Convert 1D Array into 2D Array: You are given a 0-indexed 1-dimensional (1D) integer array original, and two integers, m and n. You are tasked with creating a 2-dimensional (2D) array with m rows and n columns using all the elements from original.

The elements from indices 0 to n - 1 (inclusive) of original should form the first row of the constructed 2D array, the elements from indices n to 2 * n - 1 (inclusive) should form the second row of the constructed 2D array, and so on.

Return an m x n 2D array constructed according to the above procedure, or an empty 2D array if it is impossible.

Example 1:

Input: original = [1,2,3,4], m = 2, n = 2
Output: [[1,2],[3,4]]
Explanation: The constructed 2D array should contain 2 rows and 2 columns.
The first group of n=2 elements in original, [1,2],
becomes the first row in the constructed 2D array.

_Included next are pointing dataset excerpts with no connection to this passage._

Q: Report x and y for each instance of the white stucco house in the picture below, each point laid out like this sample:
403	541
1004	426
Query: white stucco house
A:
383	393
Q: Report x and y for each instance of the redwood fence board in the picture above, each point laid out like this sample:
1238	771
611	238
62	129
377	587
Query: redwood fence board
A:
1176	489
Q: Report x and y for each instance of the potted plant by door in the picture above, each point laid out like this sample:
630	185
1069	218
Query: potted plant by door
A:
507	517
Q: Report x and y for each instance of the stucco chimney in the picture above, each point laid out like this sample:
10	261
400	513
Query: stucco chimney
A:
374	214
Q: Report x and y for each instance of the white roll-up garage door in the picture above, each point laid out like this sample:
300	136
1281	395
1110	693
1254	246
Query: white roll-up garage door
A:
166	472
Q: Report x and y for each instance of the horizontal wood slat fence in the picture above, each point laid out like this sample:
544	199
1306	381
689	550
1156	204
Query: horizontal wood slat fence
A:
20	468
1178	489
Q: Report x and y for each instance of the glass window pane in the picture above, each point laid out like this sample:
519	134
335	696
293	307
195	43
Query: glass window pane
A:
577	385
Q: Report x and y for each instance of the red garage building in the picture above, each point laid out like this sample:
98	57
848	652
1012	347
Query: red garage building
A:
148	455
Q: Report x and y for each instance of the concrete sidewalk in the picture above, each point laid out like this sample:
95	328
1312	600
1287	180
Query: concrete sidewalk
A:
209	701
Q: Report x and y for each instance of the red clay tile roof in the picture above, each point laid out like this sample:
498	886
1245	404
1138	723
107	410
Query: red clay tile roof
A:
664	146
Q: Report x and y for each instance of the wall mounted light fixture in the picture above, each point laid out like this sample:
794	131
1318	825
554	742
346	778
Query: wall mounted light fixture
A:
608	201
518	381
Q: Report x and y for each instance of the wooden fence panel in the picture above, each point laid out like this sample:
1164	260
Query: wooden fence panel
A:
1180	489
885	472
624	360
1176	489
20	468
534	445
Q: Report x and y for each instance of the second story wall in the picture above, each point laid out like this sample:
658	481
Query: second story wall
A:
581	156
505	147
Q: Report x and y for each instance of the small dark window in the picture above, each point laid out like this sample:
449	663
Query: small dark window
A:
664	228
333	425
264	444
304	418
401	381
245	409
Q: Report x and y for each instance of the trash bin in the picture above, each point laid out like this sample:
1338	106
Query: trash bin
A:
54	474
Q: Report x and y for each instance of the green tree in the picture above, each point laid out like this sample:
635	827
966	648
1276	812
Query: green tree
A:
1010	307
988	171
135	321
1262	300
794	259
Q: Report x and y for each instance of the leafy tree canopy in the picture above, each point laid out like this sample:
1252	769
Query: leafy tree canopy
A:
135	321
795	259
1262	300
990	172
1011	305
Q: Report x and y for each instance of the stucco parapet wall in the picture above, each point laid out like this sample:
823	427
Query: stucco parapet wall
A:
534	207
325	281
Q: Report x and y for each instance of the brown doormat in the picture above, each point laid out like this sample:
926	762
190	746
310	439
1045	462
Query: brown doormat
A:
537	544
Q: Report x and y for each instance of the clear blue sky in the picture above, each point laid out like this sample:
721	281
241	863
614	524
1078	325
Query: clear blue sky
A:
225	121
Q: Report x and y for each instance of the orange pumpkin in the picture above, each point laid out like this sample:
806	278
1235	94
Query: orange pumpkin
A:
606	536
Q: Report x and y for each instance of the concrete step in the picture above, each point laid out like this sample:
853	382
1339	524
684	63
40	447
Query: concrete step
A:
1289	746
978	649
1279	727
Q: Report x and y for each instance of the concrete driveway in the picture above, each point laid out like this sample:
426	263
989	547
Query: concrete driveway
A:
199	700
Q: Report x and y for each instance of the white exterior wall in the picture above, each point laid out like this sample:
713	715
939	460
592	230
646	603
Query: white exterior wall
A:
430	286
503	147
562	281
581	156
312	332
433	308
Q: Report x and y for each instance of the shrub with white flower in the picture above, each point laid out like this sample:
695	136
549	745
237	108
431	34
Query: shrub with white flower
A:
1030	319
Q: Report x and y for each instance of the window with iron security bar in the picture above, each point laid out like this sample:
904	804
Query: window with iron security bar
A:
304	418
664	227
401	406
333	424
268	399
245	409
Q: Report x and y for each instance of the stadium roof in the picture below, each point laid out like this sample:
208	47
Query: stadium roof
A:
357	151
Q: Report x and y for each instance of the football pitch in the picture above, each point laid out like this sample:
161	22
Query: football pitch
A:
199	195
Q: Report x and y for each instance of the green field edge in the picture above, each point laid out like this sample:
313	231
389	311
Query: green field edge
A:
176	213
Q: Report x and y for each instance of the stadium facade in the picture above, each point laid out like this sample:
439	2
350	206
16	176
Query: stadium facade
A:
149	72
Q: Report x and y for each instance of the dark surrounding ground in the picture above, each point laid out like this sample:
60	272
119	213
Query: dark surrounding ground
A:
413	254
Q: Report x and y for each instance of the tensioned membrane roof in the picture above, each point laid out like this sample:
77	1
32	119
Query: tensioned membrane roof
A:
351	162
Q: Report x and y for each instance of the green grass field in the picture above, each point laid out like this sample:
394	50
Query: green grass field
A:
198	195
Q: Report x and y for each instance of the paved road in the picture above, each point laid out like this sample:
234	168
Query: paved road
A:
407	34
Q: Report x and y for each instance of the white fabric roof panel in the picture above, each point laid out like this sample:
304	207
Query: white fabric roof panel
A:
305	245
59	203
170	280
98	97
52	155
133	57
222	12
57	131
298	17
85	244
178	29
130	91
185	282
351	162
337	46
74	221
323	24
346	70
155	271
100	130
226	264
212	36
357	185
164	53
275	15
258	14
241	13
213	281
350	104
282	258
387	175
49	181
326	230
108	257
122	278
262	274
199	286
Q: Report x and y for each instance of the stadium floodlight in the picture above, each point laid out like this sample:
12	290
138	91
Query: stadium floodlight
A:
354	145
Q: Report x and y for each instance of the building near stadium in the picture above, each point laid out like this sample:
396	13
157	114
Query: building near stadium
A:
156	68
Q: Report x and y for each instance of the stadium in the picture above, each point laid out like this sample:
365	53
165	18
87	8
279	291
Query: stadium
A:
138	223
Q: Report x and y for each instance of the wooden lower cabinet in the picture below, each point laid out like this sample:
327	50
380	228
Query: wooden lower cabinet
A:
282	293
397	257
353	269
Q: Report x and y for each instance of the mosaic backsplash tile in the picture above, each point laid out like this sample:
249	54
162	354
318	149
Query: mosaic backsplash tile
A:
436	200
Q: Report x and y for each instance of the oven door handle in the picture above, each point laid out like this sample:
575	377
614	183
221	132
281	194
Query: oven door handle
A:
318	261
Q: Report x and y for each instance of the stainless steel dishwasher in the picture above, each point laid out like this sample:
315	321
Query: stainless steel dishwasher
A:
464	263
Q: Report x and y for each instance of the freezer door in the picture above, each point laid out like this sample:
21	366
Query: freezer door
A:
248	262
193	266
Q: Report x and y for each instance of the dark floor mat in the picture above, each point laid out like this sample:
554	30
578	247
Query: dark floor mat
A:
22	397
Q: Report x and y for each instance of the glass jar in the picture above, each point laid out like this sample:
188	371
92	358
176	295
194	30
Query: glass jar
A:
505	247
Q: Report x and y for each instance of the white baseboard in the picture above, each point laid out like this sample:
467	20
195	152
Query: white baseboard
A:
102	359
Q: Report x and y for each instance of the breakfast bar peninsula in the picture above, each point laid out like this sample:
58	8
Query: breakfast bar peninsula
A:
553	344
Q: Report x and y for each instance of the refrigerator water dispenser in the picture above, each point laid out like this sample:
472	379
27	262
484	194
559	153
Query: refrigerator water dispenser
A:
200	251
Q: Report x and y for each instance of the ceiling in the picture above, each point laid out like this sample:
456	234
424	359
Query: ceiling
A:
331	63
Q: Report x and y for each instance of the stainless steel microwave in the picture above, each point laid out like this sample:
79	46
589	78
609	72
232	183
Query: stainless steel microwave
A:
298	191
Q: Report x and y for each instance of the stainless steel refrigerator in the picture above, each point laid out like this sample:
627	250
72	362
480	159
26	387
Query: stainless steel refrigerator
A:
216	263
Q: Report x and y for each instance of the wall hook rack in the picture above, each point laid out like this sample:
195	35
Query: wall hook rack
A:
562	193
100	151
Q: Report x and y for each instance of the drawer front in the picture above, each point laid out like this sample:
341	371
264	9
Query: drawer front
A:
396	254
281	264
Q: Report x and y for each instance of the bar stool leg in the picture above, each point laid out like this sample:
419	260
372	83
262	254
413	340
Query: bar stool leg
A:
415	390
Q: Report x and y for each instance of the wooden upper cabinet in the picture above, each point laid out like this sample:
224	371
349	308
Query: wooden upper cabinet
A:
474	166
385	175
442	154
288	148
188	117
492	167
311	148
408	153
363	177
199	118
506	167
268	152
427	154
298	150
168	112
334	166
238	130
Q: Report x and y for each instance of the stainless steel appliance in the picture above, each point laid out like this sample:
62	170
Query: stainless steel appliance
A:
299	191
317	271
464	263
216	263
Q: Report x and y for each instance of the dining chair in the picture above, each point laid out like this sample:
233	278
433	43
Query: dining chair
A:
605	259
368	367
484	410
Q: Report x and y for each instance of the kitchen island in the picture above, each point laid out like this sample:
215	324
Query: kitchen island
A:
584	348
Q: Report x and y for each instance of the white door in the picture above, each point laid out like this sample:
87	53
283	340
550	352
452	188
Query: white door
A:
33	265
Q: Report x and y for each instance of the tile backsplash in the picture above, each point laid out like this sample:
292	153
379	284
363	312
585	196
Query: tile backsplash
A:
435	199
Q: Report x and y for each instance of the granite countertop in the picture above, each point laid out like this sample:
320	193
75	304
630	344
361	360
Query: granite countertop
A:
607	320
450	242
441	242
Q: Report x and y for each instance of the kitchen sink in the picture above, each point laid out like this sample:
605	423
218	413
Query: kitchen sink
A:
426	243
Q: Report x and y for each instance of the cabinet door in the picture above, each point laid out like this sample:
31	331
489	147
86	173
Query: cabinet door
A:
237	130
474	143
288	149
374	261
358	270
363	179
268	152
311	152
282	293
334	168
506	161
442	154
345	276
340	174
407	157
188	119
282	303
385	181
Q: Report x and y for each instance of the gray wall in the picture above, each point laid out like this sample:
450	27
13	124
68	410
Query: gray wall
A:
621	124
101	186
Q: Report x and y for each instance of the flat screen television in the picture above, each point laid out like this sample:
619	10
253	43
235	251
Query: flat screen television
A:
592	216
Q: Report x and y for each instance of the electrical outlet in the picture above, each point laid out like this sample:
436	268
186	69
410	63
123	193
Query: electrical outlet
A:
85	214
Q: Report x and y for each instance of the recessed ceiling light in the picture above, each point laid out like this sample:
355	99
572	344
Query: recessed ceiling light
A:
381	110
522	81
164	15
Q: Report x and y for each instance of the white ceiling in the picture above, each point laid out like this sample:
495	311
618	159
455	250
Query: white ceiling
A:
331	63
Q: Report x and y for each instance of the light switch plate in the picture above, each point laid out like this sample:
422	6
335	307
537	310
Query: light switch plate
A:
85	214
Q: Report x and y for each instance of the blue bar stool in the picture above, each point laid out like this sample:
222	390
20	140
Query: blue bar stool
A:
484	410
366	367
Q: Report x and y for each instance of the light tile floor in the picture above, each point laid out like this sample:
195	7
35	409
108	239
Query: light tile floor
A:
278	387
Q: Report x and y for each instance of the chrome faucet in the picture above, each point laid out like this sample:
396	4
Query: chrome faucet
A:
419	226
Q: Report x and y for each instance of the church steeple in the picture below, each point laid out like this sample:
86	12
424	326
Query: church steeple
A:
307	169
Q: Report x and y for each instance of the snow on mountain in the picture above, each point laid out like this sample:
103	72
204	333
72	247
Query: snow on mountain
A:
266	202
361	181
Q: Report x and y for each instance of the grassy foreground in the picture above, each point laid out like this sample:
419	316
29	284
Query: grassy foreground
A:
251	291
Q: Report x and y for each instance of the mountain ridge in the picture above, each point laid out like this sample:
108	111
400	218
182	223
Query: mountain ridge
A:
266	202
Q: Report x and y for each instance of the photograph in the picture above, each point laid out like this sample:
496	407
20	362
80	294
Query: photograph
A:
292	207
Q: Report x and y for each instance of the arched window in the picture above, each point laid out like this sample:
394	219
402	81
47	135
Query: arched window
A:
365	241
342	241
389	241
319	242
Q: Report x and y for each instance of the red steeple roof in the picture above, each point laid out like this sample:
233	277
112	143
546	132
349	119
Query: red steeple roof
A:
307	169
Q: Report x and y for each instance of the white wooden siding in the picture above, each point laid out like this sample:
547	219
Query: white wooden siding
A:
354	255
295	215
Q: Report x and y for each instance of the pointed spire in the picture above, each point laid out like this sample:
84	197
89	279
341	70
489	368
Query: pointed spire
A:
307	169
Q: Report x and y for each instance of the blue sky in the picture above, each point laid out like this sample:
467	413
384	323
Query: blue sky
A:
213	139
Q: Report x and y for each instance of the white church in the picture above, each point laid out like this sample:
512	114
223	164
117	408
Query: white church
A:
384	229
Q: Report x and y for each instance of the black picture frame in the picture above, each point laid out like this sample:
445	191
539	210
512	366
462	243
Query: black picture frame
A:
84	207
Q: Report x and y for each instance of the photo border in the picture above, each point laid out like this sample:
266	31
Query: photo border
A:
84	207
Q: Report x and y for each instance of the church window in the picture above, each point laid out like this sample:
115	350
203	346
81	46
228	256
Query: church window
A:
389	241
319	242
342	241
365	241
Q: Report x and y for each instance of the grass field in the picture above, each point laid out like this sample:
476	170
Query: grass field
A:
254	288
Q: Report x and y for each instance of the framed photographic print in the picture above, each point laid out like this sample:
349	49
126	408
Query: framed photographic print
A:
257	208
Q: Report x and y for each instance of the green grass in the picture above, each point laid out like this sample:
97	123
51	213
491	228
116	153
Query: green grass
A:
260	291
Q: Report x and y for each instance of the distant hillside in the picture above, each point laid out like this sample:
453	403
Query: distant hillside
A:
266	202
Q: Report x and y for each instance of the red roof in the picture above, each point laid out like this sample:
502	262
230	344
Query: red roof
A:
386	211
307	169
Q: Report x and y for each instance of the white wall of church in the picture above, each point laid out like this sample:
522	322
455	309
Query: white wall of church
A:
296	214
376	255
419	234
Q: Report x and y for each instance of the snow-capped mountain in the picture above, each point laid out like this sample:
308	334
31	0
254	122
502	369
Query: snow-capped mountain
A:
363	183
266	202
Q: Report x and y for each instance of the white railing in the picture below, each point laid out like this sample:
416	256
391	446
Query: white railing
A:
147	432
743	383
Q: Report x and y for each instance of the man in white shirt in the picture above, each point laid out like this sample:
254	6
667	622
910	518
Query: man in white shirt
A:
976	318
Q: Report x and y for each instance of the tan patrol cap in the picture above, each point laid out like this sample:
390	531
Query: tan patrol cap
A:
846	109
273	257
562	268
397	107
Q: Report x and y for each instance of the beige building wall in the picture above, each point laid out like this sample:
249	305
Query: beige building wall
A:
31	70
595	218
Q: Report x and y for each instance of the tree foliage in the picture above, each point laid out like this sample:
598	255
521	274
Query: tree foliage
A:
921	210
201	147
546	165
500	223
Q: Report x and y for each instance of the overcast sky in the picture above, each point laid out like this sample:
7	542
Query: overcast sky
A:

The second group of n=2 elements in original, [3,4],
becomes the second row in the constructed 2D array.

Example 2:

Input: original = [1,2,3], m = 1, n = 3
Output: [[1,2,3]]
Explanation: The constructed 2D array should contain 1 row and 3 columns.
Put all three elements in original into the first row of the constructed 2D array.

Example 3:

Input: original = [1,2], m = 1, n = 1
Output: []
Explanation: There are 2 elements in original.
It is impossible to fit 2 elements in a 1x1 2D array, so return an empty 2D array.

Constraints:

• 1 <= original.length <= 5 * 10^4
• 1 <= original[i] <= 10^5
• 1 <= m, n <= 4 * 10^4

Try this Problem on your own or check similar problems:

1. Reshape the Matrix

Solution:

public int[][] construct2DArray(int[] original, int m, int n) {
    if(original.length != m * n) return new int[][] {};
    int[][] result = new int[m][n];

    for(int i = 0; i < original.length; ++i){
        int row = i / n, column = i % n;
        result[row][column] = original[i];
    }

    return result;
}

Time/Space Complexity:

• Time Complexity: O(n)
• Space Complexity: O(1)

Explanation:

We first check if we can construct the 2D array (matrix) by checking if the product of input dimensions m and n is equal to the size of input array. We iterate over input array and calculate each element’s new position in the matrix. We’re doing this by first calculating the row in the matrix by dividing the current index i with number of columns (in other words while i < n the division will result in 0-row, we can fit the the first i elements i < n in the first row, when we get to the element at index 3 in the input array we have to go a level down since we already have 3 elements in the first row). We calculate the column by taking the remainder of the current index i when divided by n (e.g. we know for index 4 in the input array the row in matrix will be 1, and we can get column position by checking the modulo/remainder of division with n, so index 3 will be placed first, index 4 second…).